Download twonorm.tar.gz
Leo Breiman's two normal example. Classify a case as coming from
one of 2 normal distribution, one distribution lies within the
other.

Before you can install the datasets, you must build and install the
Delve utilities.
Once you've done that, you can install the datasets. This involves simply
extracting the files from their tape archives into the proper directory: the
installed top-level Delve data directory. By default this directory is "/usr/local/lib/delve/data".
If you used the "--prefix" option with the "configure"
command used to build the delve utilites, replace the "/usr/local"
part of the above path with that prefix.
Each tape archive will create a directory with the same base name as the
archive file.

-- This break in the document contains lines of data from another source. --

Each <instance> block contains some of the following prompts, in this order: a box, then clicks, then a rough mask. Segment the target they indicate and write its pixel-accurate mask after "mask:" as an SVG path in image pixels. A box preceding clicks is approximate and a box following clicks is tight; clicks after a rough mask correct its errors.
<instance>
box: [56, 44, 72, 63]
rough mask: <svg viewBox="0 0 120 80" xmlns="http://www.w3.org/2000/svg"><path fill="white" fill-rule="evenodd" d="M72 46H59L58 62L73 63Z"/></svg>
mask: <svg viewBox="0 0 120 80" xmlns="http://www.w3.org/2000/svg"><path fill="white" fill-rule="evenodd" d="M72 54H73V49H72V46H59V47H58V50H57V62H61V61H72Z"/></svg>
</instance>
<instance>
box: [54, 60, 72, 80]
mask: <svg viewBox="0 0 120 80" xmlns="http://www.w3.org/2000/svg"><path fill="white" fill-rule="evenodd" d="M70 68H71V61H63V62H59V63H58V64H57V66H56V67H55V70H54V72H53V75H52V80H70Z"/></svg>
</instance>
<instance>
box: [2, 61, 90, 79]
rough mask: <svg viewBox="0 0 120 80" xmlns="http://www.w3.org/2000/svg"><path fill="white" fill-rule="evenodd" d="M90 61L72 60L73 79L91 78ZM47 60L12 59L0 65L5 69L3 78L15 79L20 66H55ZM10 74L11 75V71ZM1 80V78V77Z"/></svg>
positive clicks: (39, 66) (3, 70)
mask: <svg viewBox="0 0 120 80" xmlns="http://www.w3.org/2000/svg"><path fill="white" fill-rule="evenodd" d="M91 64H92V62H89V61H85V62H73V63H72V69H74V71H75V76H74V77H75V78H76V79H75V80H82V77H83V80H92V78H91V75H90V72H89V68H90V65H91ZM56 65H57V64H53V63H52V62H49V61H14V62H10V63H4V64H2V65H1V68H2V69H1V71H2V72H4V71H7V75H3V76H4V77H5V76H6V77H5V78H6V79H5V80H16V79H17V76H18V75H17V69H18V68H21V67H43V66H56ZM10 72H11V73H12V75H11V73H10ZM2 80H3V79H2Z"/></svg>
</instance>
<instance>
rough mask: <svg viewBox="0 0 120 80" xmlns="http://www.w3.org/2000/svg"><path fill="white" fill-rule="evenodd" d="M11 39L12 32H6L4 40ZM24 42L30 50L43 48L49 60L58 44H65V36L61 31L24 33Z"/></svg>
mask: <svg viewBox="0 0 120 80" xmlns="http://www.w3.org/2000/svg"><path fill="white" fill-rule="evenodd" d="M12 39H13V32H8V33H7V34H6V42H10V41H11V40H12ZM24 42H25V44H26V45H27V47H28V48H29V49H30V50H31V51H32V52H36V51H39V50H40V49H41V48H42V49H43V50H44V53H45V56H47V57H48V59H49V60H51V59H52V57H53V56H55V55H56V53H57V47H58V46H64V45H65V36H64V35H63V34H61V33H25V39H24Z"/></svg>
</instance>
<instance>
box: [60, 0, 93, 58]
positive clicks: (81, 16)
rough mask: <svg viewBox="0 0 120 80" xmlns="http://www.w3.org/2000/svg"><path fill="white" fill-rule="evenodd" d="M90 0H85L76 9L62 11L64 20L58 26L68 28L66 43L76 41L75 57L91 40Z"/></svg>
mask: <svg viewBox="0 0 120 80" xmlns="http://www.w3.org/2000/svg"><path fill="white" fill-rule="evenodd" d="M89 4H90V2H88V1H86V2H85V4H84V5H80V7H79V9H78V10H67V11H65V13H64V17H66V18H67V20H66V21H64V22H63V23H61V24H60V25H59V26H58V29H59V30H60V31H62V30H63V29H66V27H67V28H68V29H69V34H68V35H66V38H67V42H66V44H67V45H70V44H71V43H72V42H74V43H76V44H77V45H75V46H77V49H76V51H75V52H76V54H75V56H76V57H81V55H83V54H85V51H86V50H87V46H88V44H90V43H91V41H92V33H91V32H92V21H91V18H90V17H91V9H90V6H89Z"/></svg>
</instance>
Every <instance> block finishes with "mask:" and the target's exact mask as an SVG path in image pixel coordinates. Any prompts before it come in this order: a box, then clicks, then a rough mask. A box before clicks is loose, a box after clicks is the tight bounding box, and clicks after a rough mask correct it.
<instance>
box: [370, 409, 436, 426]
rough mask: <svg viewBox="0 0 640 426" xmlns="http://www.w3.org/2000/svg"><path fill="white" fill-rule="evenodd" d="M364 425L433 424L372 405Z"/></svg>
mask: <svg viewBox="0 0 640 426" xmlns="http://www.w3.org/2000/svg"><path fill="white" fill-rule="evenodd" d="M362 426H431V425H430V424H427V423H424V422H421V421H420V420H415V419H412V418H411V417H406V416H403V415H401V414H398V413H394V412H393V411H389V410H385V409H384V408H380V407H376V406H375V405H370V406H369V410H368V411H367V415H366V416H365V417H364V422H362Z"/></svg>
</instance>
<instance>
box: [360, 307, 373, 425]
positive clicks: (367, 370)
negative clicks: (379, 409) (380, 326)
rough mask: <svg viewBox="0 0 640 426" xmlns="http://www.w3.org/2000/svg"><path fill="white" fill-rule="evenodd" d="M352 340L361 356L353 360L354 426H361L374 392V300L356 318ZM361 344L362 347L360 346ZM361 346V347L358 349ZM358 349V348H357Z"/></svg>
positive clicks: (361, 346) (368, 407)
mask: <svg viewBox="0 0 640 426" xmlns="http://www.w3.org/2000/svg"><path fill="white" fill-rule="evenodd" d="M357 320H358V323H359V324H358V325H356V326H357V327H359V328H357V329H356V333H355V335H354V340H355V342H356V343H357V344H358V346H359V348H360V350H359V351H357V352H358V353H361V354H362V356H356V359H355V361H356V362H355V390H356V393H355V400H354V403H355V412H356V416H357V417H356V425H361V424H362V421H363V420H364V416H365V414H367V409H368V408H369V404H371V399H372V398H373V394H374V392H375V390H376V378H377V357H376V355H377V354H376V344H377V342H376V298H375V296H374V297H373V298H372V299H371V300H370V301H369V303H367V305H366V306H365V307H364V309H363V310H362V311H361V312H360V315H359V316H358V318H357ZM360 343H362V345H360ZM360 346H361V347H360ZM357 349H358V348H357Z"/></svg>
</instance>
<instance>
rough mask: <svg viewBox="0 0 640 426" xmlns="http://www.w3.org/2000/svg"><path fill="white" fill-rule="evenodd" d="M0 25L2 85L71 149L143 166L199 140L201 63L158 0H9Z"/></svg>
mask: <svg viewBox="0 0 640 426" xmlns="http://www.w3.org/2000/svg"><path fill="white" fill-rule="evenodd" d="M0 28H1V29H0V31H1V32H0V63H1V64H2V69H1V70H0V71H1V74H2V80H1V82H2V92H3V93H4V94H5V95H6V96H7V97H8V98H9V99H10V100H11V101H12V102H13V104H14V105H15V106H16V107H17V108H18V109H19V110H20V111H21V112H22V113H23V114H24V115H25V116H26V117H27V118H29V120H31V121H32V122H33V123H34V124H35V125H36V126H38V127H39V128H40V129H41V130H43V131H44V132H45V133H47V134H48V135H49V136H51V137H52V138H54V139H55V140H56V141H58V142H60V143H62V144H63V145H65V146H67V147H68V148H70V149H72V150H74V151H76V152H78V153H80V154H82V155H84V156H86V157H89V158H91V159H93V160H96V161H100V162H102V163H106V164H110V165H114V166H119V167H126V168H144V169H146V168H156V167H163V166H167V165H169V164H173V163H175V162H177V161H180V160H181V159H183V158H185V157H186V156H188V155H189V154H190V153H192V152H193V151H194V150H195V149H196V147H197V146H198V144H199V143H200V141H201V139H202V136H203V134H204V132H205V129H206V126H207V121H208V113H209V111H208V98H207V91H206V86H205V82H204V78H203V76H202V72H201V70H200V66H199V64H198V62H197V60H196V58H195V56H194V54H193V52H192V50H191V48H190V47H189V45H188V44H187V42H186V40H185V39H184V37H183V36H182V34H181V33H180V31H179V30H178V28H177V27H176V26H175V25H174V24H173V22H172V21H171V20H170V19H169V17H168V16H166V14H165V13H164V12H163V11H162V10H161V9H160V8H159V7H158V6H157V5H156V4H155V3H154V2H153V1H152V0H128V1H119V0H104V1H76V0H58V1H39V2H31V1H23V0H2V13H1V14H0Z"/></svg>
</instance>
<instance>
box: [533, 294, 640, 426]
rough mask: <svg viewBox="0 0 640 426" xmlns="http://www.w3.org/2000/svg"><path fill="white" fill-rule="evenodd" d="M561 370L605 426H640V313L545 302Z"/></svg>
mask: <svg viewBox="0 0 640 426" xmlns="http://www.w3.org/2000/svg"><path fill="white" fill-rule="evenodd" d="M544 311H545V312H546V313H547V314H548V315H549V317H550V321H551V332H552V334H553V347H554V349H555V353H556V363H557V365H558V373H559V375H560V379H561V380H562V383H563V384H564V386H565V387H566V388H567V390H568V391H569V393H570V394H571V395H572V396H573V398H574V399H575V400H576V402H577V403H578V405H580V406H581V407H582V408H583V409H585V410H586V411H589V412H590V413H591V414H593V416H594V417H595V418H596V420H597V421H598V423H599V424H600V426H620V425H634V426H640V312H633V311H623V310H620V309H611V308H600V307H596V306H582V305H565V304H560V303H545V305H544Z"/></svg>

This directory will contain all the data and specification files
Delve needs to generate the tasks.
mv demo.tar.gz /usr/local/lib/delve/data
cd /usr/local/lib/delve/data
gunzip demo.tar.gz
tar -xvf demo.tar
If you want to install a dataset in a private directory, you can do the
following:
- Create a directory called delve in your home directory (or
anywhere else, for that matter).
- In that directory create two more directories: data and methods.
- In the delve/data directory, untar the data file as described
above.
Once you've done that, you can work in your own private delve directory and
you will have access to the datasets you've downloaded, as well the ones
installed in /usr/local/lib/delve/data.
Once you've extracted the data, you can safely remove the tar file.